On 6/5/23 09:46, Saku Ytti via juniper-nsp wrote:
It is safer to put the service (internet) in VRF, and leave the main table for signalling and NMS, if you want to create this distinction. It will also make it a lot more convenient to leak between instances and create subInternets, like peeringInternet, to avoid peers from default routing to you.
I'm still in awe of operators who run their Internet and/or core network inside a VRF :-).
In all my years in the game, that is the one thing I have never been brave about. I find it cheaper and simpler to just separate functions with physical hardware.
I consider it a design error that NOS conceptually has two types of instances, main instance and VRF instance. This distinction makes it more expensive to write and maintain the NOS and it makes it more fragile.
I can see reasons for and against it, but no doubt, it does add complexity into the code base, even though it may "simplify" network operations to have the distinction.
Cisco's approach is less onerous, with simply applying the VRF wherever it is needed inside the global configuration. I'd imagine that is simpler to code for, and operationally, it is reasonably simple as well.
General principle applies, do boring things, get boring results. Same reason why IPv6 continues to be 2nd class citizen and is a bad candidate for your NMS/signalling AFI, people don't use it, so if you do, you will be responsible for driving vendors to fix it. Time which you likely should be spending doing something else.
I, most likely, do not speak for the majority when I say we are a dual-stack house and signal both on IPv4 and IPv6 for just about everything... SSH, TACACS+, RADIUS, SNMP, NTP, ROV, DNS, Syslog, LDP, Netflow, e.t.c.
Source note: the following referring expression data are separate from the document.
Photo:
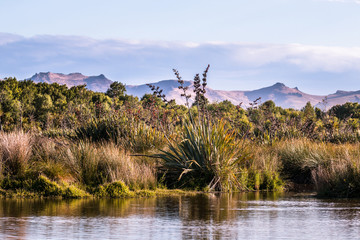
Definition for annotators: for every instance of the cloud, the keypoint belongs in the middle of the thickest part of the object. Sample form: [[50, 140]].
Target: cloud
[[344, 1], [233, 65]]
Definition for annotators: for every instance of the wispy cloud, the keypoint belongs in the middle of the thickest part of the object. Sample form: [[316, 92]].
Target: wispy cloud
[[237, 65], [344, 1]]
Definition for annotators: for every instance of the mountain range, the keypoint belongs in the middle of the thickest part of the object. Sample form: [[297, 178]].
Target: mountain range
[[282, 95]]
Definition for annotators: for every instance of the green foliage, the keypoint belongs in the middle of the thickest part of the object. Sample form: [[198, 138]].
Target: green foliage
[[207, 151], [116, 189]]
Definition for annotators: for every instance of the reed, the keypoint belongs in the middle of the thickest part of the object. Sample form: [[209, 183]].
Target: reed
[[15, 152], [208, 154], [95, 164]]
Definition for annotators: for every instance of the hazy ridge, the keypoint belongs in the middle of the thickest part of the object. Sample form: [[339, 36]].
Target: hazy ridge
[[282, 95]]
I do remember a time when vendors did not have parity for this, but that was, at worst, 9 years ago.
It does take some effort to have signaling parity between IPv4 and IPv6, and I think that is the biggest hurdle for network operators... that boring is so good, it's a mission thinking about bringing some excitement into your life :-). It has been easier for us because we got the chance to greenfield our network revamp 11 years ago, so we got dual-stack done at the same time. I can see a complication where longstanding deployments are very IPv4-centric, that going back to work IPv6 natively in is insurmountable.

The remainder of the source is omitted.